The bones were sent to Prof Dame Sue Black and her team at Dundee University’s Centre for Anatomy and Human Identification (CAHID), and they digitally reconstructed his face, identifying impacts that resulted in fracturing to the skull.
Scientists at the centre have said the man was killed by a brutal fight, where he had his jaw broken by a blow to the face and his skull fractured by a hit with a stick.
He also had a weapon driven right through one side of his skull, and out of the other side.
A bone sample sent for radiocarbon dating indicates that he died sometime between 430 and 630 A.D., commonly referred to as the Pictish period in Scotland.
Forensic anthropologist Prof Dame Black completed the reconstruction alongside Dr Christopher Rynn and several PhD students.
Black has previously worked identifying the victims and perpetrators of conflicts in Kosovo, Iraq and Sierra Leone.
She said, “This is a fascinating skeleton in a remarkable state of preservation which has been expertly recovered. From studying his remains we learned a little about his short life but much more about his violent death.

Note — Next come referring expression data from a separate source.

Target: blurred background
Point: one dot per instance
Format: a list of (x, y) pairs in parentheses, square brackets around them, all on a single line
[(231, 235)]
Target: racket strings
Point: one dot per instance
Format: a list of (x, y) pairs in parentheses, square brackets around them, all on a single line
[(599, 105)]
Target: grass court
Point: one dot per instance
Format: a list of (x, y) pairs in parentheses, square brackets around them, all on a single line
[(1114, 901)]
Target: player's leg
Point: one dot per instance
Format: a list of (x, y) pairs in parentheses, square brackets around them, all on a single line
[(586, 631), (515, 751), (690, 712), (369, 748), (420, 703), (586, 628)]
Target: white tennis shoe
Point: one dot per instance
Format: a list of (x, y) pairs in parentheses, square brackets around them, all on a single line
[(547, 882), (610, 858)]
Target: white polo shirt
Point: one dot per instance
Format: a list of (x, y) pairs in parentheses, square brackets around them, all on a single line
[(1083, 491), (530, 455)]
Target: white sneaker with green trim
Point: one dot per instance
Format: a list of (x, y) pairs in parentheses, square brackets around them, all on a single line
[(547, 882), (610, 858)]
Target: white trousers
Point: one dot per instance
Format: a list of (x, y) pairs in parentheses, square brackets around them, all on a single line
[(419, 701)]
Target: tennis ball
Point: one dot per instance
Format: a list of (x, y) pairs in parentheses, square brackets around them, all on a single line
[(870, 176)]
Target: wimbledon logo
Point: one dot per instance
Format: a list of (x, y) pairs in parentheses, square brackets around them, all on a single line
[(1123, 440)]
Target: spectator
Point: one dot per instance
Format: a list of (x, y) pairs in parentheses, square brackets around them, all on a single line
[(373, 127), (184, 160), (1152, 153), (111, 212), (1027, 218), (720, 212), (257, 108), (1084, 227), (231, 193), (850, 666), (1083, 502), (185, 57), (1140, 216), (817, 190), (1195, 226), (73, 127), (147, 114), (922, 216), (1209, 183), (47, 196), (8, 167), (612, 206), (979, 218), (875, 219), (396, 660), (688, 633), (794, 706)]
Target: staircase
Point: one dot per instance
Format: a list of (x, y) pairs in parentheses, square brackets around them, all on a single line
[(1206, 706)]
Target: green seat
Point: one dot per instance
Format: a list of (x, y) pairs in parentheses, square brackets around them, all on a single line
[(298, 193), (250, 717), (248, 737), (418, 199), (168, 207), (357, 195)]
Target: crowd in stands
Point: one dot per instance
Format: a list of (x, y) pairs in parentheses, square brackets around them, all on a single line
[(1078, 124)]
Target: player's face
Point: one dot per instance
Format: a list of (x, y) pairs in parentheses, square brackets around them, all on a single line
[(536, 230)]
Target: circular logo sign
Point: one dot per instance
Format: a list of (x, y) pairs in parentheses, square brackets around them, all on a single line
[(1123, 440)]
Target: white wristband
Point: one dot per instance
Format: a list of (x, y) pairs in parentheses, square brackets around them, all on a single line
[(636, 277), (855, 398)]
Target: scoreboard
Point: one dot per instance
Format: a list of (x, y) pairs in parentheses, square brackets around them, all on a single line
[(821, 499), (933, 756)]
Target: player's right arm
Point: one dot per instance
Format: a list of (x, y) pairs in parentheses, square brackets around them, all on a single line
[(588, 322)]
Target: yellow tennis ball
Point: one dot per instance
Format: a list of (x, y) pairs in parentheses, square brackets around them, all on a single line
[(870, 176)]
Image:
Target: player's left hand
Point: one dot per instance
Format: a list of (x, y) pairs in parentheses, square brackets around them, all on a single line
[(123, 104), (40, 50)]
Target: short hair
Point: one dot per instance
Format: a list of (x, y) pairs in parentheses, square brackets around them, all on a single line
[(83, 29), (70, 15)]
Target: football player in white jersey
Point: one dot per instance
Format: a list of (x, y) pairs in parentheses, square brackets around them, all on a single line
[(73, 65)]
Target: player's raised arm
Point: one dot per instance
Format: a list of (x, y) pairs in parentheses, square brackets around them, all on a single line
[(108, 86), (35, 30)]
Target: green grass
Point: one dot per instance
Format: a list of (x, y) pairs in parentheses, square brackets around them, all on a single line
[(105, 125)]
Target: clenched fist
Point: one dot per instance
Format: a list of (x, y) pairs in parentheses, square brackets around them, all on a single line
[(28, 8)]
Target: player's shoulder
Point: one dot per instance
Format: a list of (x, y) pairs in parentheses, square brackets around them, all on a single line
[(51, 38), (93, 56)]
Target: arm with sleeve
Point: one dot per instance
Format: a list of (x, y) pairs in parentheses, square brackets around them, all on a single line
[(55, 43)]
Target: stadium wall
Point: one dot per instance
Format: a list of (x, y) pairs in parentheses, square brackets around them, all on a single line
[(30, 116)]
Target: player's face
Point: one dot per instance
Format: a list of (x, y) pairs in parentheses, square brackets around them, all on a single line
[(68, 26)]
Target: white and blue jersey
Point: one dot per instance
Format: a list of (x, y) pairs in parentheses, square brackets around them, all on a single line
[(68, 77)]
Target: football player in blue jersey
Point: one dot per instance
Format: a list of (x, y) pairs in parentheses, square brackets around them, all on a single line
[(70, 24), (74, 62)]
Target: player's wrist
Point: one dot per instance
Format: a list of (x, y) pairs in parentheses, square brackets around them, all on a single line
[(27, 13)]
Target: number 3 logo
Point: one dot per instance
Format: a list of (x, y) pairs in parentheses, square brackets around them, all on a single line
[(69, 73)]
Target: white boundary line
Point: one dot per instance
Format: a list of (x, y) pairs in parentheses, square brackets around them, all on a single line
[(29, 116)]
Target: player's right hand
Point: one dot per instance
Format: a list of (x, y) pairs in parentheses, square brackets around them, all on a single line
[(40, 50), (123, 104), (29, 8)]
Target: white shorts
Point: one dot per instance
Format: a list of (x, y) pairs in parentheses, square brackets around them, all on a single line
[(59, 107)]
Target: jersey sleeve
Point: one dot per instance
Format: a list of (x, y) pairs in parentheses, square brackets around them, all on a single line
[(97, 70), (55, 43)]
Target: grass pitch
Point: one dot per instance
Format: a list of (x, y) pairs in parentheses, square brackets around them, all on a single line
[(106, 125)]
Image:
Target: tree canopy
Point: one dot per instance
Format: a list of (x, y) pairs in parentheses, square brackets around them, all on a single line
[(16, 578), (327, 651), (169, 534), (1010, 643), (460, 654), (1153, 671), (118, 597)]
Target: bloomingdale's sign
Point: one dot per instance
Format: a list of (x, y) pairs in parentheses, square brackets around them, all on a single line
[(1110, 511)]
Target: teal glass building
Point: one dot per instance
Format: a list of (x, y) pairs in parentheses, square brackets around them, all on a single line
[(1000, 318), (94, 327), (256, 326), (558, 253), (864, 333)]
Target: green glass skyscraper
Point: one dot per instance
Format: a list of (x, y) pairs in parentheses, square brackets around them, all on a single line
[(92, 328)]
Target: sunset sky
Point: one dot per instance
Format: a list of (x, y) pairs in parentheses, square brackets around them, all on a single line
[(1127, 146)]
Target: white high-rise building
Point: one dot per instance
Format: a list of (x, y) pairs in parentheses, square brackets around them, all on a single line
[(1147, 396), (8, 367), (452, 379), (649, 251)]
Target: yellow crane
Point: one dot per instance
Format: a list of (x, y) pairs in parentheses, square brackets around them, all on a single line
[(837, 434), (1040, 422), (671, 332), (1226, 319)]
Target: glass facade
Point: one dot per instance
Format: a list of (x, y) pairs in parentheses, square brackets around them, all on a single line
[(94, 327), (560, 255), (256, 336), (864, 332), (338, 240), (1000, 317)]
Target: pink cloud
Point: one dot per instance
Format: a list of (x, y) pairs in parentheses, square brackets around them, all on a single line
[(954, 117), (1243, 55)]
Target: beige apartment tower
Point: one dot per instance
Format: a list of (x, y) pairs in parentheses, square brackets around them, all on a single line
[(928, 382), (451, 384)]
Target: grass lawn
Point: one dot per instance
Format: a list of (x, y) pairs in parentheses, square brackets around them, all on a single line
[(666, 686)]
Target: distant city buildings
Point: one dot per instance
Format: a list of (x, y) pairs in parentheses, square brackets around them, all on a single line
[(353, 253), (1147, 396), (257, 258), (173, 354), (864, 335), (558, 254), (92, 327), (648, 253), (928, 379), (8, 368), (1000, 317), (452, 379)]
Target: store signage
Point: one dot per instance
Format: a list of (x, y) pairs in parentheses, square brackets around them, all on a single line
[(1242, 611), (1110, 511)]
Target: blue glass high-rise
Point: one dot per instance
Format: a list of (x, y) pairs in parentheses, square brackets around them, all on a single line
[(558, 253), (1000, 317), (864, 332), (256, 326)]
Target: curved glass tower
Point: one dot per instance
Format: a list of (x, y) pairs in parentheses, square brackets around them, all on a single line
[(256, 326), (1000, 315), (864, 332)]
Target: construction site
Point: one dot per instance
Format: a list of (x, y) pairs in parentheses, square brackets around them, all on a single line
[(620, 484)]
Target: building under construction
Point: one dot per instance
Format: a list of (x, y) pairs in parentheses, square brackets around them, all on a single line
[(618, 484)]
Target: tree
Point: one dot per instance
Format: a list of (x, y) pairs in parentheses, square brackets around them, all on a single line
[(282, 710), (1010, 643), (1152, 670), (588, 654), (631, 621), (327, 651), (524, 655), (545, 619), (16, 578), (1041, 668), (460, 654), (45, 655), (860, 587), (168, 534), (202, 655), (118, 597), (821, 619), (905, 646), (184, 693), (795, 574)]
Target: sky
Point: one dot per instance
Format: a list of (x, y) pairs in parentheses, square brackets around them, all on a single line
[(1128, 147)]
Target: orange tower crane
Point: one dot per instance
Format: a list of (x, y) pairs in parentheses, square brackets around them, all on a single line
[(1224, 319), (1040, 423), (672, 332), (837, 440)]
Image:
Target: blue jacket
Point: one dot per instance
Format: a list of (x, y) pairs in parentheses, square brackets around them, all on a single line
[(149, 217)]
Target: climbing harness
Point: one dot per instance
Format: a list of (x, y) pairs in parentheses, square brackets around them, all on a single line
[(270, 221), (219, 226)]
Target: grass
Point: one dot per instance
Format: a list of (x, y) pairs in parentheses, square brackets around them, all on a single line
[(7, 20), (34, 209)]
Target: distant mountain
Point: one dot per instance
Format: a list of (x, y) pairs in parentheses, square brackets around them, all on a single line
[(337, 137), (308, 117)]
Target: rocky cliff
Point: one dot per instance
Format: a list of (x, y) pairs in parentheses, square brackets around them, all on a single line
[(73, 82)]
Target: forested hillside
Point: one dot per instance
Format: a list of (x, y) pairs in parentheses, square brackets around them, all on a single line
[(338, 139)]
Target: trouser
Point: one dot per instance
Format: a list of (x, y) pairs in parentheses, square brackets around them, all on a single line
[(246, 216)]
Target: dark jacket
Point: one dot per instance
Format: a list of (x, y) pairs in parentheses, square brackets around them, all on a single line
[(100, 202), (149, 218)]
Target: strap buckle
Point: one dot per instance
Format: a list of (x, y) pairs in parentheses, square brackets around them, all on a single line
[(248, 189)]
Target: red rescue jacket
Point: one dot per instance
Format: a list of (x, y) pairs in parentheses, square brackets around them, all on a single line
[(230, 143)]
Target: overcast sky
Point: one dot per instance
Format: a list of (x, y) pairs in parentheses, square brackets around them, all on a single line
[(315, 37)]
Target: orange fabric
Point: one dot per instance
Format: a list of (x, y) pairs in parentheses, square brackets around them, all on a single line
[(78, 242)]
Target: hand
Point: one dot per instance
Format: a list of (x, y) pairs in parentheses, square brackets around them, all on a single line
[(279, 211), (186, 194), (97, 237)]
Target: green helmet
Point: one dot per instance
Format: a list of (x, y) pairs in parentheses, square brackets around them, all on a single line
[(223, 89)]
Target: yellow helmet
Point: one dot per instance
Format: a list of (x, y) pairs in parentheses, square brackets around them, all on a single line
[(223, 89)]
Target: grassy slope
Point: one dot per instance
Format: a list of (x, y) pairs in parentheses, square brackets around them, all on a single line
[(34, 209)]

“As you can see from the facial reconstruction he was a striking young man, but he met a very brutal end, suffering a minimum of five severe injuries to his head.
“The first impact was by a circular cross-section implement that broke his teeth on the right side.
“The second may have been the same implement, used like a fighting stick which broke his jaw on the left. The third resulted in fracturing to the back of his head as he fell from the blow to his jaw with a tremendous force possibly onto a hard object perhaps stone.
“The fourth impact was intended to end his life as probably the same weapon was driven through his skull from one side and out the other as he lay on the ground.
“The fifth was not in keeping with the injuries caused in the other four where a hole, larger than that caused by the previous weapon, was made in the top of the skull.”
The skeleton was discovered when a team of volunteers were digging to determine when the cave might have been occupied.
Below substantial layers relating to cave-use since the turn of the 20th century, they found evidence that the cave had been used for iron-smithing during the Pictish period.
Excavation leader Steven Birch said, “Having specialised in prehistoric cave archaeology in Scotland for some years now, I am fascinated with the results.
“Here, we have a man who has been brutally killed, but who has been laid to rest in the cave with some consideration –placed on his back, within a dark alcove, and weighed down by beach stones.
“While we don’t know why the man was killed, the placement of his remains gives us insight into the culture of those who buried him. Perhaps his murder was the result of interpersonal conflict; or was there a sacrificial element relating to his death?”
A number of small test-pit excavations of caves in the area over the last few years have provided evidence that they were being occupied from 1,500-2,000 years ago.
The cave excavation has also provided information about the more recent past, including objects left behind by occupants and temporary travellers living inside the cave 200 to 300 years ago.
Evidence from this later period suggests that the inhabitants were making, or repairing, leather shoes, possibly for distribution to local communities on the Black Isle.
Ongoing analysis on the skeleton and artefacts from the cave is expected to provide more details of the man’s place of origin and significance.